# square chest



## Guest (Nov 20, 2007)

do certain exercises make the chest look more square. i switched my training up a year ago to incorporate more dumbell presses, my chest has grown alot but i want it more square if you understand. i was thinking wide grip bench to get the outside more?


----------



## invisiblekid (Jun 18, 2006)

While you can concentrate on certain areas of the chest by doing incline/flat/declines etc...you can't change the shape of a muscle, only make it bigger. It's simply down to genetics.

Wide grip bench will more than likely just end up hitting your anterior delts IMO.


----------



## Nine Pack (Oct 30, 2006)

We've been here before. The shape of your pecs is the shape it is & you can't change it. It will grow thicker which will alter it's appearance, but the basic shape of the muscle will always be the same due to the insertion & attachment points. For example, I have a fairly thick chest, but would like it to be deeper i.e. look like it extends a little further down my sternum than it does but in 15 years it's just gotten thicker, never deeper.

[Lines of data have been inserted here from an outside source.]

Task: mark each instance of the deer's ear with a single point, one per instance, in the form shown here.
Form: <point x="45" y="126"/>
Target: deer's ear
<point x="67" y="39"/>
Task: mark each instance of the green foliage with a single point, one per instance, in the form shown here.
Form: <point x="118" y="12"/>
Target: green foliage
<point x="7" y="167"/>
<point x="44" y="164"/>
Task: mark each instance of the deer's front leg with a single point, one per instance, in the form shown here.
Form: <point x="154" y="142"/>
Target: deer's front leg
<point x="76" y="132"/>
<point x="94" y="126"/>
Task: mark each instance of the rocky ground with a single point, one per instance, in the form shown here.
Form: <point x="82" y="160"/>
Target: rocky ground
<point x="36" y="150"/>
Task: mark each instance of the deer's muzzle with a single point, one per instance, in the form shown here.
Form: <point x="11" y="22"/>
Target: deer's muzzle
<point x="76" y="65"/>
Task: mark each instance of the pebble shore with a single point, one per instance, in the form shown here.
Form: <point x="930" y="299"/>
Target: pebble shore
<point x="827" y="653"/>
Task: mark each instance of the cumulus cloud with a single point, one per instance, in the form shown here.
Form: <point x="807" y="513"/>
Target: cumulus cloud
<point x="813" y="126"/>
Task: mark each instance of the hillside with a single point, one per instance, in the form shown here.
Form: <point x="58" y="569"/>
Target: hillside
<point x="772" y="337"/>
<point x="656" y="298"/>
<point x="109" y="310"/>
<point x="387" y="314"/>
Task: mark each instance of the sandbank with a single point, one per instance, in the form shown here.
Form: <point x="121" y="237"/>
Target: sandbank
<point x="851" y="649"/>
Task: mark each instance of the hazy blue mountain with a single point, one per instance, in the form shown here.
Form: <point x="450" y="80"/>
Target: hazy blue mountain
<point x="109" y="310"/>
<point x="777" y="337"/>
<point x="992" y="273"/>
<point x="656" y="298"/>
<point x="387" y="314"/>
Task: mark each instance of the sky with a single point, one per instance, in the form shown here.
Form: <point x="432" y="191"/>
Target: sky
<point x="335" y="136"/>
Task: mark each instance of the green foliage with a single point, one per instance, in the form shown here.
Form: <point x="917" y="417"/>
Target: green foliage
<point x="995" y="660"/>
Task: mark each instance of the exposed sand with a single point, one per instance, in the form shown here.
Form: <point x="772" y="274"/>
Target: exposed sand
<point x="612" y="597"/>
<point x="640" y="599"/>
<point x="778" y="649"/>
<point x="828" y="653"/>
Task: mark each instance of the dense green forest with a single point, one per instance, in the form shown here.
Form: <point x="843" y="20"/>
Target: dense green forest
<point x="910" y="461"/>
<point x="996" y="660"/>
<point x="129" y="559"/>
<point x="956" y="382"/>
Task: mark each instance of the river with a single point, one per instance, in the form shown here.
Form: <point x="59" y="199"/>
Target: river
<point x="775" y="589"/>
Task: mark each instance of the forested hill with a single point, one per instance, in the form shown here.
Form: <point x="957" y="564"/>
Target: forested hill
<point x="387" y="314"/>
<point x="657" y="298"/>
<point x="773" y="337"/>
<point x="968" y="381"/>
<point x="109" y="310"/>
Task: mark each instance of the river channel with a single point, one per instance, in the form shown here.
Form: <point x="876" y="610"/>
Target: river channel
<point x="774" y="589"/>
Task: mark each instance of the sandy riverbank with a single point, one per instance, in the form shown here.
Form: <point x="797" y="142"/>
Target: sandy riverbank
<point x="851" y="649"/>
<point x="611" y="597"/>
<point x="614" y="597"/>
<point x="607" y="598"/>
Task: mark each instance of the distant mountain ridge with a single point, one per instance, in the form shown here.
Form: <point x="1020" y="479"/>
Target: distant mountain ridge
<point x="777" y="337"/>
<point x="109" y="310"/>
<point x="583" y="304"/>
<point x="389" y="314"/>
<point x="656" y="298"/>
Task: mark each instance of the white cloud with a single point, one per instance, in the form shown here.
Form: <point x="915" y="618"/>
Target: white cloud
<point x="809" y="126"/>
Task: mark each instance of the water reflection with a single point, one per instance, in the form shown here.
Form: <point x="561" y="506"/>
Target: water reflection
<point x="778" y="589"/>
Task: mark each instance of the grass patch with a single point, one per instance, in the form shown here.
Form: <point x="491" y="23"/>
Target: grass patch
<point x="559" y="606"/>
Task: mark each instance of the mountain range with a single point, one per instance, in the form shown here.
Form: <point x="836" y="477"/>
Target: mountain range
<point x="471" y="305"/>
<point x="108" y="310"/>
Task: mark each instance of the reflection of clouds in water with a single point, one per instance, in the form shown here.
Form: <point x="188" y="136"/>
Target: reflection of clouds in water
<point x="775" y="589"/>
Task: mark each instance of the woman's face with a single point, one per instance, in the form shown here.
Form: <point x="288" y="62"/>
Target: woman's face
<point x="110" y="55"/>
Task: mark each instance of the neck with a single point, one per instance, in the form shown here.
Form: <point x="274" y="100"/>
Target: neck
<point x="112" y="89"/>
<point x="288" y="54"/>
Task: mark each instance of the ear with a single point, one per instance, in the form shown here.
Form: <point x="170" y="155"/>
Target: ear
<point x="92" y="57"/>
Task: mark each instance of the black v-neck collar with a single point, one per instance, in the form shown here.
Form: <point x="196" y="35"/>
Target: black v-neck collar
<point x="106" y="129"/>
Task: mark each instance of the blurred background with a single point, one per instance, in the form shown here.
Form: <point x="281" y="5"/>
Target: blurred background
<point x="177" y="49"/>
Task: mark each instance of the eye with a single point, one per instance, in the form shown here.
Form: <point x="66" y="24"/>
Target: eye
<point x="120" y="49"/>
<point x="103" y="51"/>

Certain exercises may place the emphasis on the lower/outer portion of the pec (this is debatable) but it will not make it lay down muscle fibres in an area of your chest that your pecs simply don't 'go'. Just make the best of what you have & keep improving.


----------



## jabkay (Apr 5, 2011)

I start my Workout with some heavy sets of INCLINED dumbbell presses and then the machine flies and finish off with some parallel bar dips. I made it a point NOT to do bar-bells. Have been doing a lot of calisthenics for the past few months. I believe I have a good Square chest.


----------



## Bamse (Feb 5, 2011)

What Nine Pack said. In addition, while I have no idea what you mean by a 'square' chest, losing body fat will perhaps bring out the detail you're looking for.


----------



## jabkay (Apr 5, 2011)

No arguing with that. I believe what 9 Pack said is correct. But (not in an argumentative way) everyone in my gym has a round (breast shaped) chest and they start of with the flat barbell, flat dumbbell presses and flat flies by that time they are a bit tired to do some heavy inclined chest workout. By that time it just becomes a formality they don't REALLY emphasize the upper chest and then they finish off with the decline chest and pull over.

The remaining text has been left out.